Deep work is a professional’s unfair advantage. Can you push it for longer than 6 hours in a day, or is it enough?
In the era of constant distraction, it's more important than ever to be able to focus deeply on work that truly matters. But is it really possible to do deep work for more than 6 hours a day?
Many experts say no. They argue that after 6 hours of deep work, our cognitive resources are depleted and we need time to rest and recharge.
The modern workplace is a constant source of distraction. From emails to social media, there's always something vying for our attention. This can make it difficult to stay focused on work. In a survey of 2,000 professionals, 37% said they were interrupted once an hour, and 22% were interrupted every 10 minutes. In another study, researchers found that the average worker is interrupted once every 11 minutes by email or instant messaging.
With email, social media, and the internet always at our fingertips, it's difficult to stay focused on work tasks. To be productive in this era of constant distraction, workers need to learn how to manage their time and focus on the task at hand.
This is where deep work comes in.
Deep work is the ability to focus without distraction on a cognitively demanding task. It is a skill that allows you to block out everything else and really hone in on what you are doing.
There are many benefits to deep work, including improved mental clarity, better problem-solving skills, and increased productivity. In our fast-paced world, it is essential to be able to focus in order to get things done and reach our goals.
A 2015 study at the University of California suggested that immersion in something that has caught an individual's attention throughout at least 23 minutes tends to reduce a person's productivity. This is due to the familiarity with the flow of a person's mind once the mind refocuses itself. Attention residue results in lowered productivity by 40 minutes.
When you limit your focus to one thing at a time, the brain solidifies emotional intelligence via the so-called, "myelination", by enhancing connections between neurons in order to speed up the firing of information. The outcome of such training is enhanced performance and decreased level of distraction.
A study done by Anders Ericsson suggests that most people can’t do more than 4-hours of deep work in a day. Cal Newport, the writer of Deep Work, suggests the same in his book.
However, there are some outliers to every rule. Some exceptional performers are able to do 6-8 hours of deep work after months of creating a deep work ritual for themselves.

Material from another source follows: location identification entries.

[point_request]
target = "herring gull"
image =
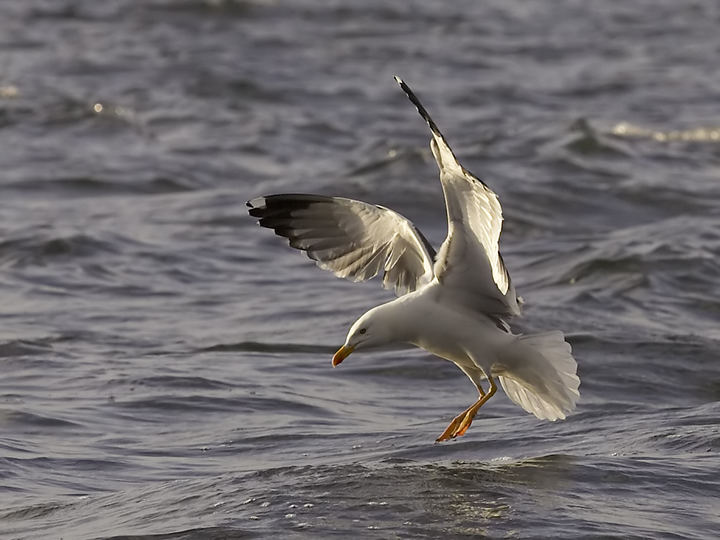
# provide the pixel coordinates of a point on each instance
(455, 303)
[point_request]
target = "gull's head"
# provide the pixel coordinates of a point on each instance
(373, 329)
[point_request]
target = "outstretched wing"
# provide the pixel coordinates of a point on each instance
(469, 260)
(352, 239)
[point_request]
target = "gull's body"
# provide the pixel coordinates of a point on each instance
(454, 303)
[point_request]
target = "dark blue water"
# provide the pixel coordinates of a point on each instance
(165, 363)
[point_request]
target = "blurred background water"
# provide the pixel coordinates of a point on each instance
(166, 364)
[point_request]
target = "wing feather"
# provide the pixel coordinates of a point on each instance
(352, 239)
(469, 260)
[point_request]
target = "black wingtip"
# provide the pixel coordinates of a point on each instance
(415, 101)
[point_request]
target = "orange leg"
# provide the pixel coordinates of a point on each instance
(461, 422)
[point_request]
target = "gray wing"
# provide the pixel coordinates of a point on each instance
(352, 239)
(469, 260)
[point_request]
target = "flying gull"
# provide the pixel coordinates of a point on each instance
(455, 303)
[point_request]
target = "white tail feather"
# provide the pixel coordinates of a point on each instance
(539, 373)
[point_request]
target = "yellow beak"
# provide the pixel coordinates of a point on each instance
(342, 354)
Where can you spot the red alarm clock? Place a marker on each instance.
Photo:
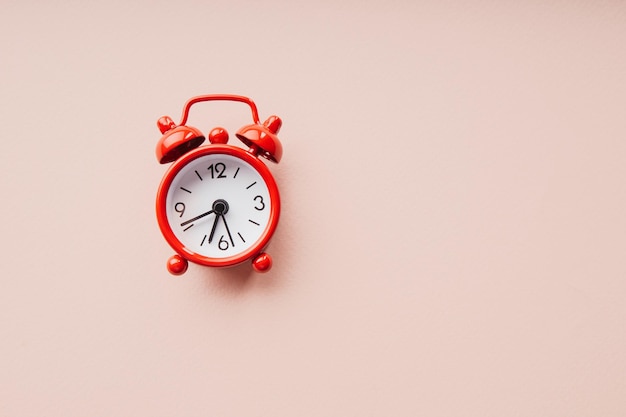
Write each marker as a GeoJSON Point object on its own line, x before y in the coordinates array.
{"type": "Point", "coordinates": [218, 205]}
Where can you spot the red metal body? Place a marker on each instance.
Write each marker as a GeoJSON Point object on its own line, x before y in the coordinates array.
{"type": "Point", "coordinates": [180, 143]}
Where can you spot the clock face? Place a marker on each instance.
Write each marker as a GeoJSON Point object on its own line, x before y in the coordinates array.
{"type": "Point", "coordinates": [219, 207]}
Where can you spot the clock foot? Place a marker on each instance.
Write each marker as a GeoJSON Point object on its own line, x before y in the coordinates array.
{"type": "Point", "coordinates": [177, 265]}
{"type": "Point", "coordinates": [262, 262]}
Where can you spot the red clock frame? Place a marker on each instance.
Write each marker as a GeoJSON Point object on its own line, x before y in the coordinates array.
{"type": "Point", "coordinates": [261, 243]}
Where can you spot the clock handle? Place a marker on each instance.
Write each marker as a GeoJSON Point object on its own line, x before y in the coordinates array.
{"type": "Point", "coordinates": [219, 97]}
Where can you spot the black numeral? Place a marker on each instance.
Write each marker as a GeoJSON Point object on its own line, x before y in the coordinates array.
{"type": "Point", "coordinates": [179, 208]}
{"type": "Point", "coordinates": [222, 244]}
{"type": "Point", "coordinates": [260, 201]}
{"type": "Point", "coordinates": [217, 169]}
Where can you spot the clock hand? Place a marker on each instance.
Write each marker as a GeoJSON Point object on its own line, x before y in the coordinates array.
{"type": "Point", "coordinates": [217, 217]}
{"type": "Point", "coordinates": [196, 218]}
{"type": "Point", "coordinates": [228, 230]}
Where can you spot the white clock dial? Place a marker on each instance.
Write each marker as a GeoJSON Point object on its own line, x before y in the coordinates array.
{"type": "Point", "coordinates": [218, 205]}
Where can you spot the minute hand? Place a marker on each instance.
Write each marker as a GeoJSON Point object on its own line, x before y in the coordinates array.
{"type": "Point", "coordinates": [196, 218]}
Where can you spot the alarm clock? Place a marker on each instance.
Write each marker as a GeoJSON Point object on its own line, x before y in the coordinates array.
{"type": "Point", "coordinates": [218, 205]}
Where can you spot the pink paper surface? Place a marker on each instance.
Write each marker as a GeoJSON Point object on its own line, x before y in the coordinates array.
{"type": "Point", "coordinates": [453, 234]}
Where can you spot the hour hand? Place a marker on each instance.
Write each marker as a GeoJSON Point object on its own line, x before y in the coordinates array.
{"type": "Point", "coordinates": [186, 222]}
{"type": "Point", "coordinates": [217, 217]}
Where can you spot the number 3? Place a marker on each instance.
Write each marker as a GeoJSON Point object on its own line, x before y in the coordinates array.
{"type": "Point", "coordinates": [260, 201]}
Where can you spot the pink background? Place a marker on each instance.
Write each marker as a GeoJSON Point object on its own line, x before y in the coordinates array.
{"type": "Point", "coordinates": [454, 195]}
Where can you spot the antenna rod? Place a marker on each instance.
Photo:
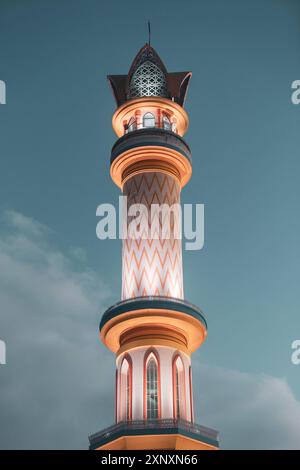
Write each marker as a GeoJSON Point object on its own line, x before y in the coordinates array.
{"type": "Point", "coordinates": [149, 33]}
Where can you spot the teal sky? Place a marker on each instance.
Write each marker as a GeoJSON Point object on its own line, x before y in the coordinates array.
{"type": "Point", "coordinates": [56, 137]}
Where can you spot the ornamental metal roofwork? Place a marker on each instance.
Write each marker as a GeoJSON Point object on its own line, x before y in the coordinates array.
{"type": "Point", "coordinates": [149, 77]}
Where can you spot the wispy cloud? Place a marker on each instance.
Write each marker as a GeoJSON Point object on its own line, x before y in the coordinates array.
{"type": "Point", "coordinates": [58, 384]}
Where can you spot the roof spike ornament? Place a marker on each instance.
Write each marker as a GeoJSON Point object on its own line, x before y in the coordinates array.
{"type": "Point", "coordinates": [153, 330]}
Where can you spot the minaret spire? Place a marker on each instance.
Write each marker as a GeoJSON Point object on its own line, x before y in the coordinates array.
{"type": "Point", "coordinates": [152, 330]}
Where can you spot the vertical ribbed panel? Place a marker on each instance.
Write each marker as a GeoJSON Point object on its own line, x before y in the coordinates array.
{"type": "Point", "coordinates": [153, 266]}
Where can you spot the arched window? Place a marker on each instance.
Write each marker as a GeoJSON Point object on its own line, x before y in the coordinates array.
{"type": "Point", "coordinates": [131, 125]}
{"type": "Point", "coordinates": [178, 388]}
{"type": "Point", "coordinates": [166, 123]}
{"type": "Point", "coordinates": [191, 393]}
{"type": "Point", "coordinates": [152, 392]}
{"type": "Point", "coordinates": [148, 120]}
{"type": "Point", "coordinates": [126, 389]}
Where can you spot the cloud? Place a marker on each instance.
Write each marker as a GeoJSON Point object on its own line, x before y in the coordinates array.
{"type": "Point", "coordinates": [58, 384]}
{"type": "Point", "coordinates": [57, 375]}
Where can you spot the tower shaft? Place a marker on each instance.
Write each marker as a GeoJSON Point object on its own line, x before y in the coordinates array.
{"type": "Point", "coordinates": [152, 330]}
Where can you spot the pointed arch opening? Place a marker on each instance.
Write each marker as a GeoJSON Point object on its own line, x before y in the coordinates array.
{"type": "Point", "coordinates": [151, 386]}
{"type": "Point", "coordinates": [179, 399]}
{"type": "Point", "coordinates": [126, 389]}
{"type": "Point", "coordinates": [191, 394]}
{"type": "Point", "coordinates": [148, 120]}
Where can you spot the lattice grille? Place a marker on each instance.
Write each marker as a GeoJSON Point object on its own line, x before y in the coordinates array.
{"type": "Point", "coordinates": [148, 80]}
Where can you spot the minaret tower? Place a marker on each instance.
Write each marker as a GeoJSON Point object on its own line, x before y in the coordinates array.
{"type": "Point", "coordinates": [152, 330]}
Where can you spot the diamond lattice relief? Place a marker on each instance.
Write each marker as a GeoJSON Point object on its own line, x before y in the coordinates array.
{"type": "Point", "coordinates": [148, 80]}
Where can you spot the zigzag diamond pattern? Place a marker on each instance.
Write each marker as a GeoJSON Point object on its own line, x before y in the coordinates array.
{"type": "Point", "coordinates": [152, 266]}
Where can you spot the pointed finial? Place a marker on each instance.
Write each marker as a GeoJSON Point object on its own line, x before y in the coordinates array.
{"type": "Point", "coordinates": [149, 33]}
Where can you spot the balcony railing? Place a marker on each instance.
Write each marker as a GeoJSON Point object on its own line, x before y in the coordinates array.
{"type": "Point", "coordinates": [159, 426]}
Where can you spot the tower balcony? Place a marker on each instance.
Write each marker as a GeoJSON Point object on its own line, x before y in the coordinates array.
{"type": "Point", "coordinates": [153, 320]}
{"type": "Point", "coordinates": [170, 434]}
{"type": "Point", "coordinates": [150, 149]}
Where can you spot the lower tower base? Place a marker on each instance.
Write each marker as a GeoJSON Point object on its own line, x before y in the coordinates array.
{"type": "Point", "coordinates": [169, 434]}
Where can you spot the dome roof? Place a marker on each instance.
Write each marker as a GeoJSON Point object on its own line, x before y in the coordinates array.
{"type": "Point", "coordinates": [149, 77]}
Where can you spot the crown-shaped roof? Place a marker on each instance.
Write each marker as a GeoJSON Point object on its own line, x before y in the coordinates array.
{"type": "Point", "coordinates": [148, 76]}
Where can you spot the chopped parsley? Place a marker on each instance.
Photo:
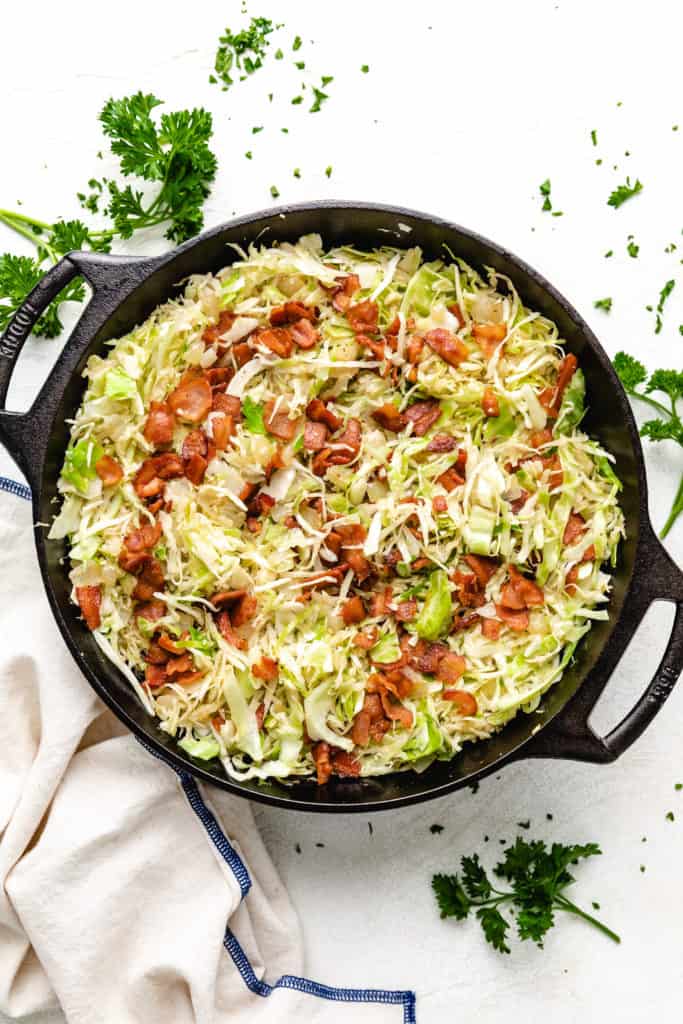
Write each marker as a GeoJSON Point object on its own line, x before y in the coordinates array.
{"type": "Point", "coordinates": [624, 193]}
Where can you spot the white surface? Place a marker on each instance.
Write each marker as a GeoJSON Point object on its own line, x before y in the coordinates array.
{"type": "Point", "coordinates": [465, 111]}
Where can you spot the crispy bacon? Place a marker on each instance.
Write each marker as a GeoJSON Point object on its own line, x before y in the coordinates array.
{"type": "Point", "coordinates": [452, 348]}
{"type": "Point", "coordinates": [314, 436]}
{"type": "Point", "coordinates": [489, 402]}
{"type": "Point", "coordinates": [109, 471]}
{"type": "Point", "coordinates": [352, 610]}
{"type": "Point", "coordinates": [423, 415]}
{"type": "Point", "coordinates": [290, 312]}
{"type": "Point", "coordinates": [191, 399]}
{"type": "Point", "coordinates": [159, 425]}
{"type": "Point", "coordinates": [363, 316]}
{"type": "Point", "coordinates": [265, 669]}
{"type": "Point", "coordinates": [318, 412]}
{"type": "Point", "coordinates": [90, 599]}
{"type": "Point", "coordinates": [488, 336]}
{"type": "Point", "coordinates": [390, 418]}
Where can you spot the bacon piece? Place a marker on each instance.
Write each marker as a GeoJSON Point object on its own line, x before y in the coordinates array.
{"type": "Point", "coordinates": [367, 638]}
{"type": "Point", "coordinates": [90, 599]}
{"type": "Point", "coordinates": [152, 610]}
{"type": "Point", "coordinates": [303, 335]}
{"type": "Point", "coordinates": [191, 398]}
{"type": "Point", "coordinates": [488, 336]}
{"type": "Point", "coordinates": [318, 412]}
{"type": "Point", "coordinates": [314, 436]}
{"type": "Point", "coordinates": [321, 755]}
{"type": "Point", "coordinates": [196, 467]}
{"type": "Point", "coordinates": [265, 669]}
{"type": "Point", "coordinates": [290, 312]}
{"type": "Point", "coordinates": [451, 348]}
{"type": "Point", "coordinates": [573, 529]}
{"type": "Point", "coordinates": [342, 295]}
{"type": "Point", "coordinates": [213, 333]}
{"type": "Point", "coordinates": [150, 581]}
{"type": "Point", "coordinates": [352, 610]}
{"type": "Point", "coordinates": [363, 316]}
{"type": "Point", "coordinates": [441, 442]}
{"type": "Point", "coordinates": [489, 402]}
{"type": "Point", "coordinates": [279, 424]}
{"type": "Point", "coordinates": [109, 471]}
{"type": "Point", "coordinates": [483, 568]}
{"type": "Point", "coordinates": [517, 621]}
{"type": "Point", "coordinates": [491, 628]}
{"type": "Point", "coordinates": [159, 424]}
{"type": "Point", "coordinates": [464, 701]}
{"type": "Point", "coordinates": [390, 418]}
{"type": "Point", "coordinates": [451, 668]}
{"type": "Point", "coordinates": [423, 415]}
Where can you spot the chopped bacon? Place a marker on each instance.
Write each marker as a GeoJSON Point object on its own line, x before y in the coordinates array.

In conclusion, don't worry about long hours of deep work. Focus on your most important tasks for the day and schedule them with your deep work hours. This will help you be more productive and get the most out of your time.
Try to set a deep work ritual for yourself everyday. Start with blocking 2-3 hours everyday where you can work in peace. Turn off notifications and inform your team in advance about your unavailability. After the first week, reflect on your progress. Did you actually get more work done in those 3 hours everyday? How do your energy levels feel after a deep work session? How long does it take you before you can optimally start to work again?